An interesting aside in Andy Selsberg’s essay “They Want Us to Look” in this month’s Believer:

VHS, unlike celluloid film or vinyl albums, is an unmourned medium. It is hard to imagine a store for cool-cat VHS aficionados opening up in Greenwich Village. Artisans don’t repurpose or pay tribute to videotapes as they do albums, cassette tapes, and film stock. The crackles and flaws of VHS aren’t viewed as signs of authenticity.[3] They are now seen as the charmless objects they are (though in their defense, they are analog and will therefore degrade more gradually than digital media).

3There is little unconditional love for new technology. People admire what the forms can deliver but not the forms themselves. Many express deep affection for their iPods, but this affection expires when a new model arrives.

I’ve only seen two of the films in question (Risky Business and Revenge of the Nerds), and there’s only one remaining on the list that I’d like to see (Fast Times at Ridgemont High). But, still, the rest of the essay is pretty interesting, too.

Abigail Nussbaum writes:

…being a completist I started with Consider Phlebas, Banks’ first science fiction novel. This, I now suspect, is a mistake on par with starting to read the Discworld series with The Color of Magic–the talent and the good ideas are there, but they’ve yet to be developed.

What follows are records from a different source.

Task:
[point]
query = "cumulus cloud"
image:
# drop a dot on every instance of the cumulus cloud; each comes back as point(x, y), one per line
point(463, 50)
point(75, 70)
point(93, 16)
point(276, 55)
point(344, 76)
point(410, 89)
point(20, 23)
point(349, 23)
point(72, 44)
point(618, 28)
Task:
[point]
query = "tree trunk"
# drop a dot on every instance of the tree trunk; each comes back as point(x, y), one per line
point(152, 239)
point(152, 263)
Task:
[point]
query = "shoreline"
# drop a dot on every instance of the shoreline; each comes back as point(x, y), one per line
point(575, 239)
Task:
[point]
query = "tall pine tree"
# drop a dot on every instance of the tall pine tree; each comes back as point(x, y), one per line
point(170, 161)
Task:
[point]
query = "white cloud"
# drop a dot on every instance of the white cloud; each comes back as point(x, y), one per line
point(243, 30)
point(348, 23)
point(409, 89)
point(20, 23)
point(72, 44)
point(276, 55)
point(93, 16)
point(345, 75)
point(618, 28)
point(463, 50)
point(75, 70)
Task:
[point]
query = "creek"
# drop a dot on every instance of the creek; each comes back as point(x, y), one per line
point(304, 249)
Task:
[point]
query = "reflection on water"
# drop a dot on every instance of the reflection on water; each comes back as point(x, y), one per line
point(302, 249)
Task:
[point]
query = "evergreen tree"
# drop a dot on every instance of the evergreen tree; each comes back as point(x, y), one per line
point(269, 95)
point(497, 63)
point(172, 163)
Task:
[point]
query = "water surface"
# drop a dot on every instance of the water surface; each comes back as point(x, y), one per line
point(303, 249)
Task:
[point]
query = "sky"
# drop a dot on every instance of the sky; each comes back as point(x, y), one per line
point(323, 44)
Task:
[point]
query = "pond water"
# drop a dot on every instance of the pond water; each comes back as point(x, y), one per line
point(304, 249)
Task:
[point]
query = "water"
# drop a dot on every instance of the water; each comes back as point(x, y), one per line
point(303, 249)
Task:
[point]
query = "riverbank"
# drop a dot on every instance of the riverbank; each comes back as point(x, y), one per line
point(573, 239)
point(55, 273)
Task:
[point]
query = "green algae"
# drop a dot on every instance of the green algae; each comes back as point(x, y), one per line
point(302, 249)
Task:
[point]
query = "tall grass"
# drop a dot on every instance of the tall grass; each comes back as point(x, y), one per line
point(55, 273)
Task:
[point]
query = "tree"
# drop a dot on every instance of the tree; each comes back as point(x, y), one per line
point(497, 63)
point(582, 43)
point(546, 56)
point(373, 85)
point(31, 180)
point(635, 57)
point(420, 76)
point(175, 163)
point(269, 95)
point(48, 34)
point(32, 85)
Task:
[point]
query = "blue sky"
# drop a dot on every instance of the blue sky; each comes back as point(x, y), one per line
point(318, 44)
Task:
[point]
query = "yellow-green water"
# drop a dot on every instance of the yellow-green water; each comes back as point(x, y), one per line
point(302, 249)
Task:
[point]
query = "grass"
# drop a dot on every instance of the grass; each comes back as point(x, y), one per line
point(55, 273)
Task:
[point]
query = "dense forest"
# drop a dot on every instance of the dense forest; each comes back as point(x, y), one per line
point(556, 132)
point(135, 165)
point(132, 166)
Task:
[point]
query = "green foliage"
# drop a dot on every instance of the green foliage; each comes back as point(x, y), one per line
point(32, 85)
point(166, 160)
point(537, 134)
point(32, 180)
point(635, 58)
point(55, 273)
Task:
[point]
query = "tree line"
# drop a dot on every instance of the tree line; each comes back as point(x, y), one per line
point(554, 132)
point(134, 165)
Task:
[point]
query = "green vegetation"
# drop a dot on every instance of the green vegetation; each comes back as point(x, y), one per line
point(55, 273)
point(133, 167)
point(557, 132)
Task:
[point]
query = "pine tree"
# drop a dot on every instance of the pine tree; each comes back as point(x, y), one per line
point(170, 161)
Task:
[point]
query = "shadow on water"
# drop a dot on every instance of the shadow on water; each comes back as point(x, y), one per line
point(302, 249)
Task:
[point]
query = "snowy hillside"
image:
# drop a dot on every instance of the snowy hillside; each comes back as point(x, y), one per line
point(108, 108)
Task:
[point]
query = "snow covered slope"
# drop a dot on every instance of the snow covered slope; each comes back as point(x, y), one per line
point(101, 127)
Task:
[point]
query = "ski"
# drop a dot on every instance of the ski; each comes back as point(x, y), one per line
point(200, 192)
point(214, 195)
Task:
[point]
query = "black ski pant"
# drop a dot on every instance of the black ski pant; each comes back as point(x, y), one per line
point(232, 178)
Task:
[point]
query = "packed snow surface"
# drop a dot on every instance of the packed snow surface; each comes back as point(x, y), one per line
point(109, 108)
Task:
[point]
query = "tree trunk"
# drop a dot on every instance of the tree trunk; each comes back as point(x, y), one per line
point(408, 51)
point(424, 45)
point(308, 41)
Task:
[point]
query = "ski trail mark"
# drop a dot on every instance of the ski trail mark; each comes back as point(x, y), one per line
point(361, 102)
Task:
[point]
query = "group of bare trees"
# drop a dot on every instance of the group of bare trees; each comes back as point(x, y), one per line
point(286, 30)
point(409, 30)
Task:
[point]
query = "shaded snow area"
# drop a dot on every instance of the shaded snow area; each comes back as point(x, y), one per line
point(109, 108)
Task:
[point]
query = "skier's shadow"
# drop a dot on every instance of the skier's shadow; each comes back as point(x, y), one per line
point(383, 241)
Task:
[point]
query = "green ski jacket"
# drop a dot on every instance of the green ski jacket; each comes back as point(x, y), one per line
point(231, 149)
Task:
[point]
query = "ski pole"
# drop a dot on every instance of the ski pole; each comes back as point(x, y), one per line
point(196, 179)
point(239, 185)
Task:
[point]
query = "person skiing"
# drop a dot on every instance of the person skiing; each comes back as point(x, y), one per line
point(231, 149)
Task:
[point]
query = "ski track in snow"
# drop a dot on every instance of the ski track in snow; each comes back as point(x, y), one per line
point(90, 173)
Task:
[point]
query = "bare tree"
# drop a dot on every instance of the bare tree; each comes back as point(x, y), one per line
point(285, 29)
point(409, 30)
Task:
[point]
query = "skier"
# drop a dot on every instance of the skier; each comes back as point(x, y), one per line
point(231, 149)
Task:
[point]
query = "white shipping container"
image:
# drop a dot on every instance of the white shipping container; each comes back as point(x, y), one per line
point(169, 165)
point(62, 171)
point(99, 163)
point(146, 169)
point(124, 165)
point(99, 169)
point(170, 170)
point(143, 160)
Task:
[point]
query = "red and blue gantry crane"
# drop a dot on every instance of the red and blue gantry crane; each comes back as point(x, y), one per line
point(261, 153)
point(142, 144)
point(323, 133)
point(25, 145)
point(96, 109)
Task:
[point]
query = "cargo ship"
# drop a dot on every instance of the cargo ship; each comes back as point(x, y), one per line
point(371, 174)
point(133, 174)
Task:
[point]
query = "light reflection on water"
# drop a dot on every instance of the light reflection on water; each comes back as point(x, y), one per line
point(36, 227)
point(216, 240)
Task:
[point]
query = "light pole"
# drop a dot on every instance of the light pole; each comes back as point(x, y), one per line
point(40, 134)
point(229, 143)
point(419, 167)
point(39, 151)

A mistake? Really? Because that’s where I started with Terry Pratchett’s series. And despite being told that the later books in the series are far better — and despite currently having trouble remembering enough (or maybe any) of the first book’s plot to get into the second, The Light Fantastic — I genuinely enjoyed it. And I’ve been seriously considering starting with Banks’ Culture series at the beginning — Consider Phlebas.

Has anyone else out there read Ian M. Banks? Would something like Use of Weapons be a better starting point? (It would certainly be easier to find. There seems to be some argument about whether or not Phlebas is actually in print, but Amazon.com comes down squarely on the “not available” end, and I haven’t seen it for sale in any of the bookstores I frequent. So I’m wondering, should I just start with one of the later, possibly better books?

I mean, I am something of a completist myself, but only to a point.